Oscar was visibly shaken by the news. I said that the children could come and wave Dexter off before he went to Southampton and that my dad would come meet them at the hospital and take them home before we left. Oscar didn't want to come, but as we went to leave he changed his mind and decided he must come. But he was quiet. I held his hand supportively as he got out the car. He held Oscar's, Lily and Ethan held hands and together we made our way to the children's unit.
I explained that Dexter had no idea how terribly ill he was and that he would just be so happy and excited to see them, so if they could try and be happy with him it would be fantastic of them. The kids did just that. Dexter sat up in bed excitably as we walked in, and he held up his lego as Ethan walked into the room.

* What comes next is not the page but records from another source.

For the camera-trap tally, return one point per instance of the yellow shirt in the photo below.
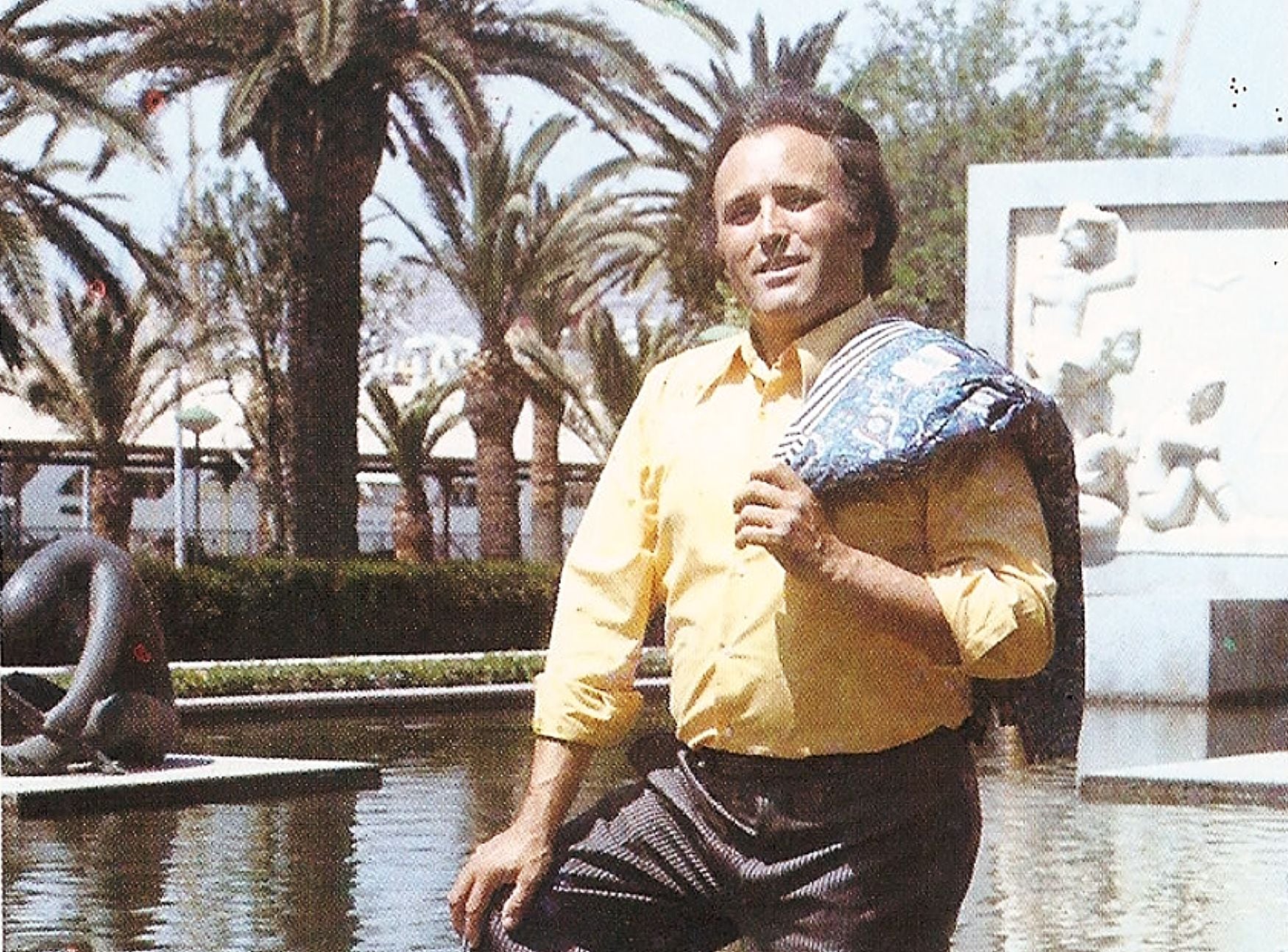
(762, 662)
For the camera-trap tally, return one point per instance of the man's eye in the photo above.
(740, 214)
(798, 202)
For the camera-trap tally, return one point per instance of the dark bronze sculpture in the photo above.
(118, 708)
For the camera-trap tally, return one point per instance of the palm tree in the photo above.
(236, 233)
(319, 85)
(601, 374)
(578, 248)
(408, 434)
(40, 84)
(110, 389)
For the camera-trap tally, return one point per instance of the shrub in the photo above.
(277, 608)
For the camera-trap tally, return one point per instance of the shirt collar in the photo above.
(815, 347)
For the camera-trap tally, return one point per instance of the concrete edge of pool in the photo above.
(185, 780)
(1245, 780)
(188, 780)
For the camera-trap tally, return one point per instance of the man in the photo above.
(120, 703)
(824, 795)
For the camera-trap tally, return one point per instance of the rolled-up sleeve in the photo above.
(992, 559)
(607, 592)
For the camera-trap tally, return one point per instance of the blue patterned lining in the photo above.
(884, 406)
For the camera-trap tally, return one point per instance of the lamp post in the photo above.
(197, 420)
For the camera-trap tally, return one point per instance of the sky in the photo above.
(1234, 85)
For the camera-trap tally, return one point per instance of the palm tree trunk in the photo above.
(111, 507)
(546, 482)
(494, 398)
(322, 147)
(412, 526)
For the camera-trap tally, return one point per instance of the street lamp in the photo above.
(197, 420)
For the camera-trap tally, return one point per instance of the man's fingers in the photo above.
(518, 901)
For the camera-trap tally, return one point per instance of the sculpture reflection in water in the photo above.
(1077, 367)
(1180, 461)
(118, 713)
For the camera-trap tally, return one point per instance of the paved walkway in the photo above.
(1248, 778)
(185, 780)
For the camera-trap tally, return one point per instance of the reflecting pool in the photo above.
(369, 871)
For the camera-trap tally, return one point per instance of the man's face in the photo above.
(791, 249)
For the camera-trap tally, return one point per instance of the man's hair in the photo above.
(870, 197)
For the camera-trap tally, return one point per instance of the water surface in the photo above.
(369, 871)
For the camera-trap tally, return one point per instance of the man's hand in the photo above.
(36, 755)
(513, 857)
(520, 854)
(778, 512)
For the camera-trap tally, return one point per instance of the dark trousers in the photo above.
(850, 853)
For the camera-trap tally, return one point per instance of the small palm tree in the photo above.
(690, 272)
(110, 388)
(408, 434)
(40, 82)
(237, 236)
(602, 377)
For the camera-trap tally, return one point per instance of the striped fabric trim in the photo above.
(849, 361)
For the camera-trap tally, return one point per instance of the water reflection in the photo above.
(369, 871)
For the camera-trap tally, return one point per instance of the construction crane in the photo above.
(1162, 116)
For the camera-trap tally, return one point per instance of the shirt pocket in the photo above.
(888, 521)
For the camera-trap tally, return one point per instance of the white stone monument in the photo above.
(1150, 299)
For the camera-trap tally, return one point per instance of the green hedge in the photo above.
(278, 608)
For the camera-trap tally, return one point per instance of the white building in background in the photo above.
(53, 502)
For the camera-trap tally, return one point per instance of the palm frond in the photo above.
(325, 31)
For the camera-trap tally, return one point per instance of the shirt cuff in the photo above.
(581, 713)
(1002, 628)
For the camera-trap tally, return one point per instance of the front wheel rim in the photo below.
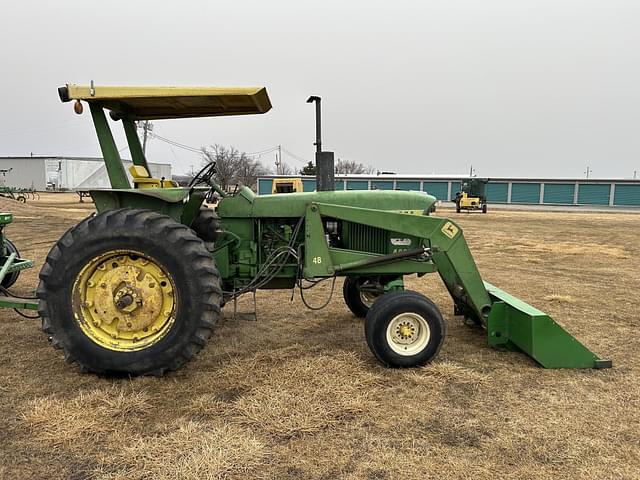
(408, 334)
(124, 301)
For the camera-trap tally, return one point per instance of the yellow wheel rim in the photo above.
(124, 300)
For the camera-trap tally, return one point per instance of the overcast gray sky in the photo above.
(531, 88)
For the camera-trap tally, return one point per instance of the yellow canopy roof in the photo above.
(153, 103)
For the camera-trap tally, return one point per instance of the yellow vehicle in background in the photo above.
(287, 185)
(472, 195)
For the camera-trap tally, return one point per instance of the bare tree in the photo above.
(249, 170)
(349, 166)
(286, 169)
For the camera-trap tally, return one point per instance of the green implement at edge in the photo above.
(516, 325)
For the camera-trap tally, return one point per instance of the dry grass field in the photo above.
(297, 394)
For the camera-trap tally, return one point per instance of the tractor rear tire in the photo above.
(404, 329)
(124, 267)
(10, 278)
(358, 302)
(207, 225)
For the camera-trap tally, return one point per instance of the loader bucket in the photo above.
(516, 325)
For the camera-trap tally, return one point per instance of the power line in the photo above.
(294, 156)
(248, 154)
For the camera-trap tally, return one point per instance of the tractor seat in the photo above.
(142, 179)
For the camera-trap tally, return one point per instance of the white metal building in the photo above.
(64, 173)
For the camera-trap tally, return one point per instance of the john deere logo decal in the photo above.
(450, 230)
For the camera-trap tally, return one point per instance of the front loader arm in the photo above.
(443, 238)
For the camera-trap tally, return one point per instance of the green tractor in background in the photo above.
(138, 287)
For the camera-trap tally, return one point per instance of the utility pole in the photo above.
(146, 127)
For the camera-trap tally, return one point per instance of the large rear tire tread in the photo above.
(389, 306)
(207, 225)
(183, 255)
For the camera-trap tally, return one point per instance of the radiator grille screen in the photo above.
(364, 238)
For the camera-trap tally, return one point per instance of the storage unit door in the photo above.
(265, 185)
(497, 192)
(357, 185)
(308, 185)
(404, 185)
(593, 193)
(437, 189)
(525, 193)
(382, 185)
(627, 195)
(455, 188)
(559, 193)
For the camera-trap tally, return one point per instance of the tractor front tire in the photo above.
(12, 277)
(207, 225)
(130, 292)
(404, 329)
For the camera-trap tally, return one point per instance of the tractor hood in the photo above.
(245, 203)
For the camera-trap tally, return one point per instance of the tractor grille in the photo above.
(364, 238)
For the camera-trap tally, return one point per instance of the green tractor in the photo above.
(138, 287)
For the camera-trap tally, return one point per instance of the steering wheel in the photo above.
(205, 175)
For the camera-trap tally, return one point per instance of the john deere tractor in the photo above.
(138, 287)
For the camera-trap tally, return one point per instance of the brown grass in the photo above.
(297, 394)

'Ethan, Ethan, look at my Venom lego,' Dexter said waggling it in the air. Ethan enthusiastically made a fuss, as all the boys did. Dexter climbed off the bed and jumped on his brothers and played. Oscar was noticeably quiet but he tried his best.
As I watched my five oldest children lark and play about, it suddenly hit me that this was really happening to us. Dexter was looking worse again, his cheek was puffing and swelling, his nostril was bulbous and stretched and his right eye was turning inwards. He was deteriorating fast.
It was now Thursday morning. Today was the day we had been scheduled to have the appointment with the ENT specialists and instead within hours we were being sent to Southampton and who knew what else was ahead of us from there.